He never really brought America ought of depression until WW2 occurred, though. As far as recovery goes, his was slower than most other countries in the world at that time.
His economic policies could be credited with saving America from the worst (although America's recovery was by no means exceptional compared to, well, anybody else), but the economic boom occurred because of WW2 armament.
https://en.wikipedia.org/wiki/New_Deal#World_War_II_and_full_employment
This is one of the takes from that Wiki article:
According to Christina Romer, the money supply growth caused by huge international gold inflows was a crucial source of the recovery of the United States economy, and that the economy showed little sign of self-correction. The gold inflows were partly due to devaluation of the U.S. dollar and partly due to deterioration of the political situation in Europe.[85] In their book, A Monetary History of the United States, Milton Friedman and Anna J. Schwartz also attributed the recovery to monetary factors, and contended that it was much slowed by poor management of money by the Federal Reserve System. Former Chairman of the Federal Reserve Ben Bernanke agreed that monetary factors played important roles both in the worldwide economic decline and eventual recovery.[86] Bernanke also saw a strong role for institutional factors, particularly the rebuilding and restructuring of the financial system,[87] and pointed out that the Depression should be examined in an international perspective.[88]
My calculations suggest that in the absence of these stimuli the economy would have remained depressed far longer and far more deeply than it actually did.
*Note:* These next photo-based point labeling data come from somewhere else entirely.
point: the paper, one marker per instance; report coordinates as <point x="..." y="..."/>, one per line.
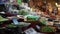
<point x="15" y="21"/>
<point x="19" y="2"/>
<point x="30" y="31"/>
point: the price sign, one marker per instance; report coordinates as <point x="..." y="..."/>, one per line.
<point x="19" y="2"/>
<point x="30" y="31"/>
<point x="15" y="21"/>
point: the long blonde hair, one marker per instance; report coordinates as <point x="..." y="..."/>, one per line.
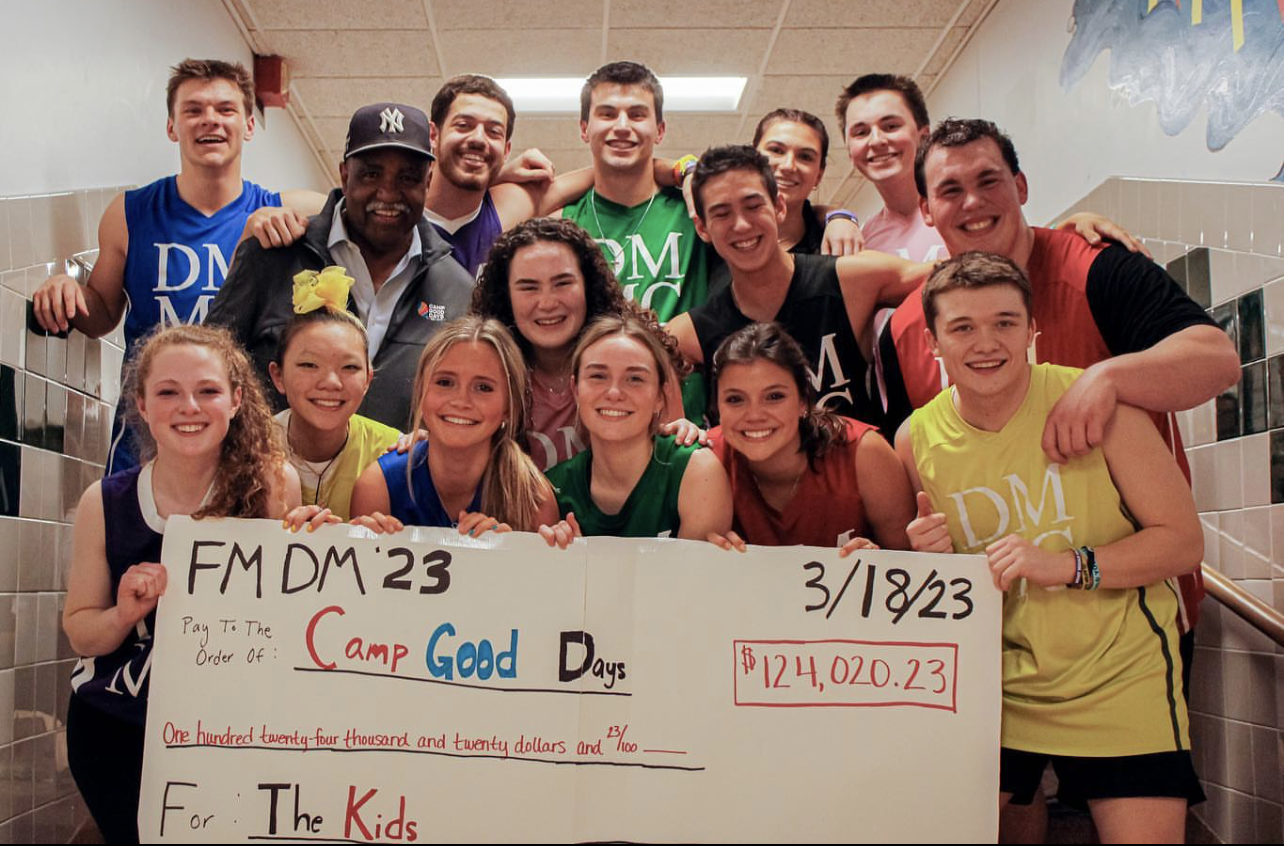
<point x="512" y="488"/>
<point x="252" y="455"/>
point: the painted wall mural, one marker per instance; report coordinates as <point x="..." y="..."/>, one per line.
<point x="1183" y="54"/>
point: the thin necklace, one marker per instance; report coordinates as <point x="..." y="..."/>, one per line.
<point x="794" y="489"/>
<point x="561" y="385"/>
<point x="316" y="496"/>
<point x="601" y="233"/>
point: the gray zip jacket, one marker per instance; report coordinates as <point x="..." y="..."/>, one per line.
<point x="256" y="303"/>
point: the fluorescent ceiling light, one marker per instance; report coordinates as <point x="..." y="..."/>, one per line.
<point x="681" y="94"/>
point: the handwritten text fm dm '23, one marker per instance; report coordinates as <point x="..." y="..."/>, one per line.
<point x="446" y="655"/>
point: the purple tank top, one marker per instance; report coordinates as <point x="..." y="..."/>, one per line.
<point x="470" y="244"/>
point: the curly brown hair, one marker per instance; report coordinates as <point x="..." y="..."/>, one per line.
<point x="252" y="455"/>
<point x="641" y="325"/>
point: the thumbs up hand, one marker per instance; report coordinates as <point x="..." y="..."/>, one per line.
<point x="928" y="530"/>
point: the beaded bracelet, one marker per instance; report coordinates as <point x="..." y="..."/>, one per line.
<point x="844" y="213"/>
<point x="1090" y="557"/>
This in turn suggests that any self-correcting response of the U.S. economy to low output was weak or nonexistent in the 1930s.
https://web.archive.org/web/20130117093624/http://elsa.berkeley.edu/~cromer/What Ended the Great Depression.pdf
She has also researched the causes of the Great Depression in the United States and how the US recovered from the depression. Her work showed that the Great Depression occurred more severely in the US than in Europe, and had somewhat different causes than the Great Depression in Europe. Romer showed that New Deal fiscal policy measures, though innovative, were very insufficient, and dwarfed by Hoover's tax increase two years earlier.[8] However, accidental monetary policy played a large role in the US recovery from depression. This monetary policy came first from the devaluation of the dollar in terms of gold in 1933–1934, and later from the flight of European capital to the relatively stable US as war in Europe became more likely.[9]
https://en.wikipedia.org/wiki/Christina_Romer
It seems to be a bit of a myth that the New Deal caused a Golden Age to occur for the United States.